Paternosto’s thoughts are succinctly put in his essay Painting as Object: Geometric Forms and Lateral Expansions; and his extensive updated chronology make this catalogue a substantial document of record.
After living in New York for almost four decades, Paternosto moved to Spain in 2004 where his work received great appreciation following his retrospective exhibition at the Esteban Vicente Museum of Contemporary Art in Segovia. He continues to work and live in Segovia.
An exhibition catalogue with essay by Edward J. Sullivan is available.
b. 1931 La Plata, Argentina – lives in Segovia, Spain
After beginning his career working in an informalist mode, followed by a brief period of lyrical figuration, Paternosto first created artworks based on Geometric Abstraction in the early 1960s. By the end of this decade, his formal and theoretical explorations led the artist to push beyond the very boundaries of the medium of painting. Leaving the surface of the canvas blank, Paternosto shifted the emphasis of his artworks to their outer edges, converting his paintings into objects, and rebelling against the inherited tradition of only viewing paintings frontally. Since this breakthrough, he has remained on the vanguard of abstraction in both New York, where he lived for over four decades, and Latin America.

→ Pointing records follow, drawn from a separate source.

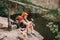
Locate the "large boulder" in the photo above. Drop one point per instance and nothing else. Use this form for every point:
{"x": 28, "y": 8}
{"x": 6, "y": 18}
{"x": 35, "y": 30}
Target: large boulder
{"x": 4, "y": 23}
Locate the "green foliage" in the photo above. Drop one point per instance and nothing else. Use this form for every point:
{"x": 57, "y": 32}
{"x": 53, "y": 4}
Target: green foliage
{"x": 53, "y": 15}
{"x": 54, "y": 29}
{"x": 30, "y": 3}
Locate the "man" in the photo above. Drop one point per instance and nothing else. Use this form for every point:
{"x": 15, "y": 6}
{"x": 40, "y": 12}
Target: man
{"x": 22, "y": 24}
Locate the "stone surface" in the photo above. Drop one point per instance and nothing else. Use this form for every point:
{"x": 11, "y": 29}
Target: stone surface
{"x": 14, "y": 34}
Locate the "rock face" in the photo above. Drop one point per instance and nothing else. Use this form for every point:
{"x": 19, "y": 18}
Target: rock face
{"x": 4, "y": 23}
{"x": 16, "y": 35}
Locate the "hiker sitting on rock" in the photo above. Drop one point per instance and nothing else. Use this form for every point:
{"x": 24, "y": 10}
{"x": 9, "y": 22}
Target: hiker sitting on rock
{"x": 29, "y": 23}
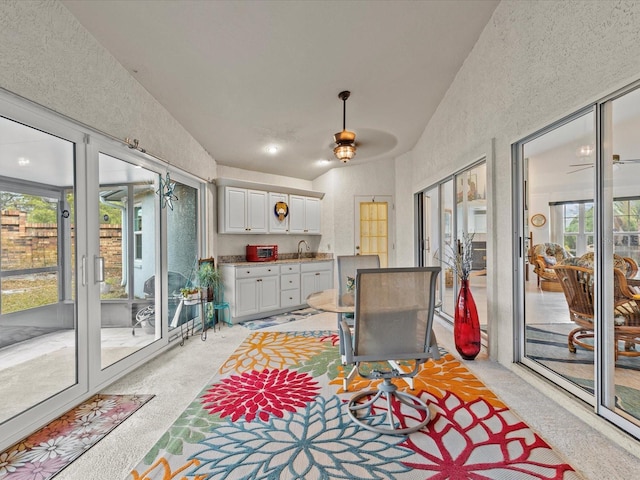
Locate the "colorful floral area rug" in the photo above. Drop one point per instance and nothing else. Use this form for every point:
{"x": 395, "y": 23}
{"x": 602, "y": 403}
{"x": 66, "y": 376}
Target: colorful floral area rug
{"x": 276, "y": 410}
{"x": 48, "y": 451}
{"x": 278, "y": 319}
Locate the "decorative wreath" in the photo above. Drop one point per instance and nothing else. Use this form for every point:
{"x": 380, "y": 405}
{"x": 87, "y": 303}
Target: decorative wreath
{"x": 281, "y": 209}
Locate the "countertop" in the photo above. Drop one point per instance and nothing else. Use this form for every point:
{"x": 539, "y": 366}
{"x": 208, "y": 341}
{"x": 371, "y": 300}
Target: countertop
{"x": 319, "y": 258}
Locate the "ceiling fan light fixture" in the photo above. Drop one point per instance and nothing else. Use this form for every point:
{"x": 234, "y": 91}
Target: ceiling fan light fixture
{"x": 345, "y": 148}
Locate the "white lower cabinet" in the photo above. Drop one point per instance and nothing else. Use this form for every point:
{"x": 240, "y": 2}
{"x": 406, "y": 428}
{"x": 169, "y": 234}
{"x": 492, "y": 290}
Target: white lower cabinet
{"x": 289, "y": 285}
{"x": 258, "y": 291}
{"x": 315, "y": 277}
{"x": 252, "y": 290}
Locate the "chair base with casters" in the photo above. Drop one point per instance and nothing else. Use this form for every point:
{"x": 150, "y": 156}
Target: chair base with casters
{"x": 387, "y": 400}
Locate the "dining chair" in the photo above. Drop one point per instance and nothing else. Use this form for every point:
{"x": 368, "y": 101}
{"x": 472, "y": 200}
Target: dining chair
{"x": 578, "y": 287}
{"x": 392, "y": 337}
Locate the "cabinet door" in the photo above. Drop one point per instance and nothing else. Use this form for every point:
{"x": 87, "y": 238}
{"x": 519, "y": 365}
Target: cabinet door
{"x": 325, "y": 280}
{"x": 296, "y": 214}
{"x": 247, "y": 296}
{"x": 235, "y": 212}
{"x": 275, "y": 225}
{"x": 269, "y": 293}
{"x": 307, "y": 284}
{"x": 256, "y": 211}
{"x": 312, "y": 215}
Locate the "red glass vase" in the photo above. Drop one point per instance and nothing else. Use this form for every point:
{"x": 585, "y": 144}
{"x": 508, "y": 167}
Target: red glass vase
{"x": 466, "y": 326}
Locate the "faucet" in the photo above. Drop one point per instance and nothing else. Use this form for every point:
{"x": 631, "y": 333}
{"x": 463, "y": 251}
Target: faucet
{"x": 300, "y": 247}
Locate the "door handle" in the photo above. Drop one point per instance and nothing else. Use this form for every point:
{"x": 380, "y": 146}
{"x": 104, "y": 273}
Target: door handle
{"x": 83, "y": 267}
{"x": 99, "y": 269}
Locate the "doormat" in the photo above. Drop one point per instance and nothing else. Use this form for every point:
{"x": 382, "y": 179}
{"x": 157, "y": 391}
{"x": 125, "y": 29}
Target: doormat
{"x": 279, "y": 319}
{"x": 45, "y": 453}
{"x": 276, "y": 410}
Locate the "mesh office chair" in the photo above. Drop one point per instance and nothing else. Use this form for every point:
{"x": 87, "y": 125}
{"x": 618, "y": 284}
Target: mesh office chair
{"x": 348, "y": 266}
{"x": 392, "y": 338}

In addition to his career as a painter, Paternosto has studied Pre-Columbian art with academic rigor. This expertise has
not only influenced his artistic practices, but has also led him to assume scholarly and curatorial roles, including the international exhibition, Abstraction: The Amerindian Paradigm. In 2005, the artist moved to Segovia, Spain, where, just a year prior, a major retrospective of his work had been on view at the Esteban Vicente Museum of Contemporary Art. Paintings by Paternosto are found in various prestigious collections, including the Museum of Modern Art, New York; the Solomon R. Guggenheim Museum, New York; the Museum of Fine Arts, Boston; the Museo Reina Sofia, Madrid; the Kunstmuseum, Bern, Switzerland; and the Städtisches Museum Abteiberg, Mönchengladbach, Germany, amongst others.